Pas forcément, mais le risque augmente chaque jour. Parce que pour interrompre ce cycle, il faudrait qu'on ait des précipitations pendant une bonne période, avec des températures relativement basses, pour vraiment bien réhydrater les sols. Parce que si on entre dans un cycle de sécheresse à cette saison, ça signifie que l'air chaud qui arrive ne va plus se refroidir avec le processus d'évaporation des sols et de la végétation. Donc les températures vont être encore plus chaudes que ce qu'elles auraient été avec des sols humides. Et puis c'est un cercle vicieux dans lequel on a le risque de s'engager. Donc je pense que les deux semaines qui viennent vont être assez déterminantes.

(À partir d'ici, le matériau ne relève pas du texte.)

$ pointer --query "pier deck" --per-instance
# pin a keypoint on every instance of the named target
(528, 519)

Ça veut dire qu'elles vont déterminer les prochaines semaines, les prochains mois même ?
Alors il n'y a rien qui est vraiment sûr. C'est juste le risque qui augmente d'avoir des périodes très chaudes et de forte sécheresse. On est vraiment à des latitudes où les choses peuvent changer avec une nouvelle masse d'air qui arrive. Et c'est quelque chose qui peut arriver à tout instant.
Et vous parlez aussi d'emballement. Ça veut dire que ce genre d'événements, d'événements plus extrêmes, vont devenir ou peuvent devenir beaucoup plus récurrents, c'est ça aussi?
Oui, actuellement, les températures moyennes augmentent très vite. Et avec ce processus, les extrêmes augmentent encore davantage. Donc là, on est typiquement dans des températures extrêmes qui restent relativement vivables humainement, parce qu'on est quand même encore au mois de mai. Mais en même temps, il faut un bon physique pour supporter ces chaleurs après avoir eu du froid.
Et la Suisse, vous le dites aussi, est particulièrement touchée?
C'est une région où l'augmentation des températures est plus forte que la moyenne: le double actuellement. Donc ça, c'est déjà un élément important. Ce qu'on a vu par le passé, c'est que dans les situations de canicule, on a une forte mortalité dans les villes du nord des Alpes, alors qu'à température supérieure, on n'a pas cette mortalité au Tessin. Cela montre bien que la population du nord des Alpes manque de possibilités de s'adapter à ces chaleurs. D'abord parce qu'il n'y a pas forcément le savoir-faire, mais il y a aussi l'architecture qui est moins bien faite pour se protéger de la chaleur qu'elle ne l'est au Tessin ou plus au sud.
MétéoSuisse indique que nous vivons une sécheresse inédite, la pire en Suisse depuis 1901. C'est aussi quelque chose qui va devenir de plus en plus récurrent?
Oui, malheureusement. Si on augmente les températures, on renforce ce qu'on appelle le cycle de l'eau. Ça veut dire que les pluies deviennent plus intenses et les sécheresses aussi. Donc ça, c'est inéluctable si on augmente les températures. Et le risque, avec les conditions qu'on a aujourd'hui, c'est que si on a une situation orageuse, on peut aussi avoir de la grêle, d'une violence qu'on n'avait pas forcément auparavant. On peut avoir des orages extrêmement intenses avec un risque de glissement de terrain, de lave torrentielle, ce qui n'empêche pas la sécheresse de se poursuivre.